Jejak Misteri Pengorbanan Anak Dalam Peradaban Maya
Penemuan tulang belulang puluhan anak di sebuah gua suci di Chichén Itzá membuka wawasan baru mengenai budaya kuno bangsa Maya yang penuh teka-teki. Studi paleogenetik terhadap sisa-sisa tersebut mengungkap bahwa anak-anak yang dikorbankan mayoritas adalah laki-laki, termasuk beberapa pasang kembar identik. Hal ini menunjukkan bahwa ritual pengorbanan dilakukan berdasarkan hubungan biologis, sejalan dengan kisah dalam kitab suci Popol Vuh yang menggambarkan perjalanan dan pengorbanan anak kembar demi membangkitkan dewa-dewa dunia bawah.
Selain itu, analisis pola makan menunjukkan bahwa anak-anak ini mengonsumsi jagung sebagai makanan utama, dengan tambahan protein dari hewan darat dan air. Perbedaan pola konsumsi mengindikasikan bahwa beberapa di antara mereka berasal dari wilayah lain, termasuk Meksiko tengah dan Honduras. Fakta bahwa anak-anak berkerabat dekat dikorbankan pada usia yang sama memperkuat teori bahwa ritual ini dilakukan dalam kelompok secara bersamaan.

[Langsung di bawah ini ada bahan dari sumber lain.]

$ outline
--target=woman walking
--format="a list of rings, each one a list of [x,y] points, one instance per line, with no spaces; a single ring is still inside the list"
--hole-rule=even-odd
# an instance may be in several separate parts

Penelitian juga mengungkap kesinambungan genetik antara suku Maya kuno dan modern, meskipun kontak dengan bangsa Eropa membawa perubahan besar. Perang, kelaparan, dan epidemi menyebabkan populasi Maya menyusut drastis dari sekitar 20 juta menjadi hanya dua juta jiwa pada akhir abad ke-16. Adaptasi genetik terhadap penyakit menular, termasuk perlindungan terhadap bakteri penyebab epidemi cocolizti, menunjukkan bagaimana komunitas ini berevolusi menghadapi tekanan lingkungan. Studi yang diterbitkan dalam jurnal Nature ini menyoroti pentingnya penelitian antropologi dalam memahami sejarah dan warisan budaya yang masih berpengaruh hingga kini.